The hypotheses in this study would be:

• Alternative: Sleep Deprivation will affect memory.
• Null: Sleep deprivation will not affect memory.

Or, in symbols:

• H₁: μ_{sleep deprivation} ≠ 50
• H₀: μ_{sleep deprivation} = 50

Then, if we combine an alpha of α = 0.05 and non-directional hypotheses, we can look at the distribution of sample means and identify the 5% of the distribution that is inconsistent with the null hypothesis and thus consistent with the alternative hypothesis.

Using the null hypothesis, we would conclude that sample means near 50 are consistent. However, sample means that are either more or less than 50 are not as consistent. But the question is, how much lower or higher than 50? That’s where the alpha comes in. It would be the 5% extreme sample means (in either direction). Thus, we get the following:

In this distribution, we have shaded the 5% of sample means that are either extremely low or extremely high. The sample means in this shaded area are inconsistent with the null hypothesis (that sleep deprivation will not affect memory) and instead are more consistent with the alternative hypothesis (that sleep deprivation will affect memory).

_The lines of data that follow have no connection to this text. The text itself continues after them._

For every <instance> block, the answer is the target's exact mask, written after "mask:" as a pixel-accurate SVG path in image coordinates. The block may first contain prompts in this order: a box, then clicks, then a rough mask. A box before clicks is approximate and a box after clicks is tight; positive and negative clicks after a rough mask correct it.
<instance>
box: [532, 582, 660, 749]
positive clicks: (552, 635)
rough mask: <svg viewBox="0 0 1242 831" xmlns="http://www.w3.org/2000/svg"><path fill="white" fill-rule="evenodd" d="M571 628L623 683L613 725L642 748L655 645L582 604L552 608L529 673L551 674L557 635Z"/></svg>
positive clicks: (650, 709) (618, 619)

As you can see, we have shaded two tails in the distribution. That is why directional hypotheses are called “two-tailed” hypotheses.

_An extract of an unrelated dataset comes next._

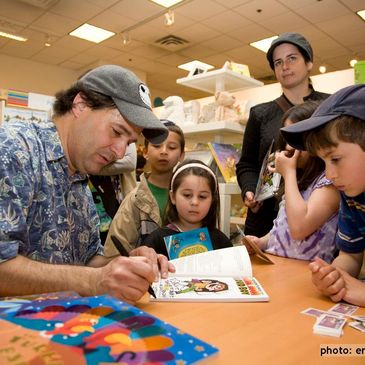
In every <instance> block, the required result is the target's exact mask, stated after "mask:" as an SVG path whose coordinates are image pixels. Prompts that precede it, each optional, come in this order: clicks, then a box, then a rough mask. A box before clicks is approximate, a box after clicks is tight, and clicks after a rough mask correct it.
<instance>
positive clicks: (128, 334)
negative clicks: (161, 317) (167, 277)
mask: <svg viewBox="0 0 365 365" xmlns="http://www.w3.org/2000/svg"><path fill="white" fill-rule="evenodd" d="M0 337H1V342H0V364H46V363H47V364H48V363H49V364H51V363H52V364H89V365H94V364H102V363H105V364H106V363H108V364H114V363H122V364H130V365H137V364H156V365H157V364H161V365H162V364H171V365H172V364H174V365H175V364H195V363H196V362H197V361H200V360H202V359H205V358H207V357H209V356H211V355H213V354H215V353H217V352H218V349H217V348H216V347H214V346H212V345H209V344H208V343H206V342H203V341H201V340H199V339H198V338H196V337H193V336H191V335H189V334H187V333H183V332H182V331H181V330H179V329H177V328H176V327H173V326H171V325H169V324H167V323H166V322H164V321H161V320H160V319H158V318H156V317H154V316H152V315H150V314H148V313H146V312H144V311H142V310H140V309H138V308H136V307H133V306H131V305H129V304H126V303H124V302H122V301H120V300H118V299H116V298H113V297H111V296H107V295H103V296H97V297H83V298H69V299H56V300H55V299H52V300H35V301H31V302H29V303H26V304H24V305H23V306H21V307H20V308H18V310H16V311H15V312H12V313H8V314H5V313H3V314H1V315H0Z"/></svg>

Because there are two tails, it is important to note that when using a two-tailed hypothesis, our alpha level of α = 0.05 needs to be split in half to be distributed equally on both sides. Thus, each of the tails depicts 2.5% (half of 5%) of the entire distribution.

Technically, what we have just shaded is called the critical region. It is the region of the distribution where the researcher would start to question the null hypothesis.

We can then use the critical region to “draw lines in the sand,” where those lines are the cut-off points at which a sample mean would be considered to be in the critical region. To do this, we will simply use the techniques we learned in the previous two chapters to determine the cut-off points for a distribution percentage.

Looking at the distribution of sample means above, we can see that the shaded areas are both “tails.” We then need to convert our percentage to a proportion. At this point, we can focus on the tail to the right. To convert our percentage of 2.5% to a proportion, we simply divide it by 100. Thus, we look for the proportion of 0.0250 (make sure to use four decimal places because the proportions in our Unit Normal Table go to four decimal places).

As you can see in the table, the exact proportion of 0.0250 does exist in the Tail column. Thus, we will use the corresponding z-score of 1.96 as our cutoff for the tail to the right. Because normal distributions are symmetrical, we also now know the z-score cutoff for the tail to the left; it will be -1.96.

We can now return to our distribution of sample means to label the “lines in the sand” for our critical regions, our critical values. To do this, however, we need to:

1. Add a second axis below the axis for the Sample Means (M)
2. Draw a tick mark (or tick marks in the case of two-tailed tests) at the critical region cutoff
3. Label the tick mark (or tick marks) with the appropriate z-score(s) that we just found in the Unit Normal Table for the appropriate alpha level.
4. Make sure that the sign (“+” or “-“) is correct. Z-scores to the left of the mean are negative. Z-scores to the right of the mean are positive.

We have now drawn the “lines in the sand,” indicating the points at which we will officially think that a statistical result is too weird to happen if the null is true. These cutoff points are called the critical values and are depicted as:

z_critical = ±1.96

It can be helpful to remember that non-directional, or two-tailed, hypotheses will always have two critical values and will use the “plus/minus” sign (±).

Now that we’ve drawn the “lines in the sand” and determined exactly how extreme of a result we would need before we would question the null hypothesis, we are ready to run our study and see if sleep deprivation leads to a memory score that is extreme enough that we would question the hypothesis that sleep deprivation will not affect memory scores (the null hypothesis).